The National Shooting Sports Foundation and the Sporting Arms and Ammunition Manufacturers’ Institute, Inc., share a cross-membership of dozens of firearms manufacturers based out of their joint offices in Newtown, Connecticut. Foundation spokesman Bill Brassard, Jr. told msnbc.com that no one from either group was available for comment.
“They are concerned about tort liability,” Morhard added to msnbc.com, referring to manufacturers worried about being sued over the improper use of their ammunition or explosives. Worries about the cost of adding taggants to gunpowder were also raised by the Institute of Makers of Explosives. NRA officials seem more concerned about government use of technology to trace either firearms or the gunpowder used to make ammunition.
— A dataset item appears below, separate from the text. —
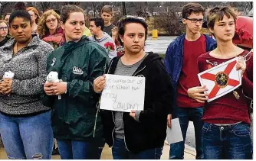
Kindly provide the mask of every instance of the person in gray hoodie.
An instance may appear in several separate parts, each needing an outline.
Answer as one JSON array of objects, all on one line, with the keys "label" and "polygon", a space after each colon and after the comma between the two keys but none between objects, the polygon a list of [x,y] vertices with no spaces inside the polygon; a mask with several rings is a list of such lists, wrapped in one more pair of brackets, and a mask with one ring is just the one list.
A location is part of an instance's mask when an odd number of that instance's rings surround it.
[{"label": "person in gray hoodie", "polygon": [[90,33],[89,39],[106,49],[110,60],[117,56],[117,47],[112,37],[103,32],[104,20],[102,18],[94,18],[90,20]]}]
Fear of government use of tracking technologies is also echoed online.
“These taggants would allow the police to identify the maker and even the lot of the ammo by the taggant,” posted blogger dfariswheel online in January in a closed gun-forum called AR15.com, a longstanding group named for the same type of military-style, semi-automatic rifle used in both the Newtown grade school and Aurora movie theater mass shootings.
In the past, the NRA has argued that taggants could affect the trajectory of bullets and would also be a de facto form of weapons registration, reported the Los Angeles Times in 1995.
Yet, one of the NRA’s own “Fact Sheets” from the 1990s on the website of its lobbying wing expresses reservations about taggants but still indicates that they could work.
“Identification taggants are microscopically color-coded particles that, if added to explosives or gun powders during their manufacturing, might facilitate tracing those products after a bombing back to the manufacturer,” reads the 1999 post “Taggants and Gun Powers” by the NRA’s Institute of Legislative Action. “Then, through the use of mandatory distribution records, tracing would continue through wholesaler and dealer levels to an original purchaser or point of theft.”
The same NRA, however, has twice deployed its lobbyists to block the mandated use of identification taggants by gunpowder manufacturers.
The first time came more than thirty years ago, after a wave of bombings in the 1970s mainly by the radical left Weather Underground and Puerto Rican nationalist groups.
A congressional study in 1980 found: “Identification taggants would facilitate the investigation of almost all significant criminal bombings in which commercial explosives were used.”
But the NRA successfully lobbied to have black and smokeless gunpowders exempted from the explosives required to include taggant markers. Members of Congress—including then-New York Rep. Charles Schumer-- tried and failed again after the 1993 New York City truck bombing of the World Trade Center. The Clinton administration renewed the call for legislation requiring identifying taggants right after the 1995 Oklahoma City bombing, whose 18th anniversary is Friday.
The NRA backed a National Research Council committee in 1998 to examine taggant technologies, later claiming the committee found them to be “unfeasible and of uncertain value.”
In fact, the committee concluded: “Identification taggants and an associated record-keeping system could be of further assistance in tracking down bombers in cases where basic forensic techniques fail.” The committee added that “additional research on these systems is needed to determine whether they are safe and effective.”
Little or no known public research has been done on the matter since, as the NRA gained more national influence in the 2000s during the administration led by President George W. Bush.
“It was explained that taggants would alter the powder in unsafe ways and that no military or police organization would allow it in their ammo, and that the unknown and unsafe taggants effects would likely cause explosive accidents,” continued dfariswheel in his January post on AR15.com.
Although this online forum is closed to unregistered users, individual threads are still partially visible via Google, which is how msnbc.com reached this thread’s unique URL address.
“That’s really a stretch,” said Morhard. Some taggants are themselves explosive and others are toxic, even carcinogenic, he added, but the risks are concentrated among employees storing and inserting the taggants into explosive products.